# Pen scanner for Mac OS X



## sverremac (Aug 25, 2006)

I know about the Iris pen scanner that are avaiable at the Apple shop. But I am looking for one that is portable, one that does not need to be connected to the computer with USB as scanning, but can be connected for downloading. C pen has software for the old Mac OS, but not for OS X. I also know about the "Docupen" that scan whole pages, but that is not my need.

Has anyone found any good solution that works with Mac OS X, I would be glad to hear. Thank you! 

Sverremac
Norway


----------



## bobw (Aug 25, 2006)

C-Pen 10 has software for OS X;
http://www.cpen.com/Download/software_upgrades/m1


----------



## sverremac (Aug 25, 2006)

Thank you! 

  

 Can't understand I didn't see this.

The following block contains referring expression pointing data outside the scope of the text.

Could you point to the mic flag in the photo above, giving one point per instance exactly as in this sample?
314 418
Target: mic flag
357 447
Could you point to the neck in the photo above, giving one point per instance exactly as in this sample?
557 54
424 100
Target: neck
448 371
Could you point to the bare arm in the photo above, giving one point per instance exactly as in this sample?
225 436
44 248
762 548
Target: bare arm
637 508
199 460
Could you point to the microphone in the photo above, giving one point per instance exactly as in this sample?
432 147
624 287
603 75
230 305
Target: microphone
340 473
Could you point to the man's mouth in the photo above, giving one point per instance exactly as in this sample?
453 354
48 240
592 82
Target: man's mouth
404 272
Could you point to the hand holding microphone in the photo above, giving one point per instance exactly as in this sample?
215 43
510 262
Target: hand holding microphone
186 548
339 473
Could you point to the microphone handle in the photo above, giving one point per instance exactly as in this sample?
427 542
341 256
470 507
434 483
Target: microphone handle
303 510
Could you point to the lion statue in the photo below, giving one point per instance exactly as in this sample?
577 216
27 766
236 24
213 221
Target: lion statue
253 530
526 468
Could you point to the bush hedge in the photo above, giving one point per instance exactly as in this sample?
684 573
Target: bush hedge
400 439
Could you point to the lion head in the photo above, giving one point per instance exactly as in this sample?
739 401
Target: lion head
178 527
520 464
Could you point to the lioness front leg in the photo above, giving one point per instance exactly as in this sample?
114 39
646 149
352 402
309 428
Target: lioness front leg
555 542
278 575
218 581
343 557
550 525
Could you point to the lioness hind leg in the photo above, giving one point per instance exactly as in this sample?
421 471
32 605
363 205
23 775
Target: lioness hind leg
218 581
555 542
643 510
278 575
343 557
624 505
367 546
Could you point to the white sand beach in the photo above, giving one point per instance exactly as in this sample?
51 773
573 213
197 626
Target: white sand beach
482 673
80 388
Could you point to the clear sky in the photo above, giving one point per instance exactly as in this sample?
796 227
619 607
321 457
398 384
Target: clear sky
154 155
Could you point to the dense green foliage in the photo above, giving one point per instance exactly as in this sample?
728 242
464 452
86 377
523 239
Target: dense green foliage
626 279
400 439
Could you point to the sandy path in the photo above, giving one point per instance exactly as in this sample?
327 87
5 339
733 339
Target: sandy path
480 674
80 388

This must be new, I have searched C pen before, read answers on their site, and even asked them by mail.


----------



## sverremac (Aug 25, 2006)

The C 10 is a one that need connection to the computer. Then it is not what I am looking for... So still I am searhing. But thank's anyway!


----------



## simbalala (Aug 25, 2006)

sverremac said:


> The C 10 is a one that need connection to the computer. Then it is not what I am looking for... So still I am searhing. But thank's anyway!



umm,  http://www.cpen.com/Products/Portable/index_html


----------



## sverremac (Aug 25, 2006)

Yes they are portable, for downloading to the computer there is a problem with Mac. I quote from c-pen's site: "You need a Mac computer with a built-in infrared port. Most PowerBooks and the old iMac Rev A has that. It is currently not possible to use a cable connection."

Maybe my question then is: Can I buy and use an infrared port with my OS X,in Classic OS 9?


----------



## simbalala (Aug 25, 2006)

sverremac said:


> Yes they are portable, for downloading to the computer there is a problem with Mac. I quote from c-pen's site: "You need a Mac computer with a built-in infrared port. Most PowerBooks and the old iMac Rev A has that. It is currently not possible to use a cable connection."


 

http://www.cpen.com/Products/Accessories/a2


----------



## sverremac (Aug 25, 2006)

This is a device for PC, but I could try and find out if it works with Mac.


----------



## simbalala (Aug 25, 2006)

If all it does is receive IR data and resend it via USB chances are good that it does.


----------



## gsagecom (Sep 17, 2006)

The present OS X drivers do not work on Intel Macs (Macbook Pro etc.).

anyone using http://www.cpen.com/Download/software_upgrades/m1 software wil find it does not work.

Regards
Gary


----------